İlham demişken... Zaman zaman hepimizin karşımıza çıkan ilginç bloglar ve web siteleri var. Ben bunları belli bir yerde toparlamak istedim ve facebook'ta bunun için bir grup kurdum. Bu grubun, bizlere ilham veren, sosyal ve(ya) bireysel gelişimi yansıtan ve teşvik eden sayfalar olmasından bahsettim ve gerek benim, gerekse gruptaki diğer arkadaşların paylaşımları ile büyüyen bir grup olmasını umuyorum. Dünyada ve(ya) Türkiye'de seyahat edenlerin, farklı hayatlar yaşayanların, farklı ekonomik sistemlerin anlatıldığı, farklı bir dünya isteyen ve bu yönde çalışmalar yapan kişilerin oluşturduğu sitelerin tanıtımını yaptığımız bir grup oldu bu; çok da güzel gidiyor şu anda. İsteyen herkes http://www.facebook.com/groups/452935718099030/?fref=ts adresinden bu gruba ulaşabilir. Okuduklarımızı, duyduklarımızı paylaştıkça daha da heyecanlanacak ve başka bir dünyanın mümkün olduğuna daha da inanacağız, diye umuyorum. Belki zamanla bir web sitesine de dönüşebileceğini düşünüyorum. Bakalım...

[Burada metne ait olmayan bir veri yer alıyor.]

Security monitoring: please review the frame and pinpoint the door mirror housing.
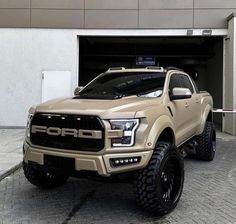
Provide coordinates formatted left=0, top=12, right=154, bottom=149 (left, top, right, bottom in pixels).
left=170, top=87, right=192, bottom=100
left=74, top=86, right=84, bottom=96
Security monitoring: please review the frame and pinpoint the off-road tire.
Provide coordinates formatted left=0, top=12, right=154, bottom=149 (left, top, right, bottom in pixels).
left=196, top=121, right=216, bottom=161
left=133, top=142, right=184, bottom=216
left=23, top=163, right=68, bottom=188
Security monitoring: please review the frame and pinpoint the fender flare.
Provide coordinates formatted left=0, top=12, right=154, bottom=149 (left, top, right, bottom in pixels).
left=146, top=115, right=175, bottom=149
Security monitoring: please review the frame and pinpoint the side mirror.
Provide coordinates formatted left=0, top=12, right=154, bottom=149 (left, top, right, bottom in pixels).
left=74, top=86, right=84, bottom=96
left=170, top=87, right=192, bottom=100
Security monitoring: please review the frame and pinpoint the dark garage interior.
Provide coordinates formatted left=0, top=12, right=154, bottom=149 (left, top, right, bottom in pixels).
left=79, top=36, right=223, bottom=128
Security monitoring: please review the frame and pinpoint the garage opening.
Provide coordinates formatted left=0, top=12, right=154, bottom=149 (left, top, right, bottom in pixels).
left=79, top=36, right=223, bottom=129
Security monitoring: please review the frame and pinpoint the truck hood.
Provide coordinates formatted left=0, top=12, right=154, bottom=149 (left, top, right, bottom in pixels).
left=36, top=96, right=161, bottom=119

Bu arada 2013 Anadolu Jam'in organizasyon ekibindeyim. Çok güzel oldu. Tüm hazırlık sürecinde yer alacağım ve önümüzdeki yıl düzenleyeceğimiz Jam'e de bir kez daha katılma şansına sahip olacağım. Perşembe akşamı Skype üzerinden ilk toplantımızı ve iş bölümümüzü yaptık.

Plansızlık halim aynen devam ediyor. Burada ne kadar kalırım, yakın zamanda tekrar yollara düşer miyim, ne ara İstanbul'a giderim, iş durumu ne olacak, gibi soruları kendime sorMAmaya devam ediyorum. Tamamen akışa bırakmış durumdayım ve içimde en ufak bir endişe yok. Şu an için özgürlüğün tadını çıkarmaya devam ediyorum; beni sıkıştıran, daraltan herhangi bir etken yok ve bu gerçekten çok büyük bir lüks. Bunun için gerçekten çok mutluyum.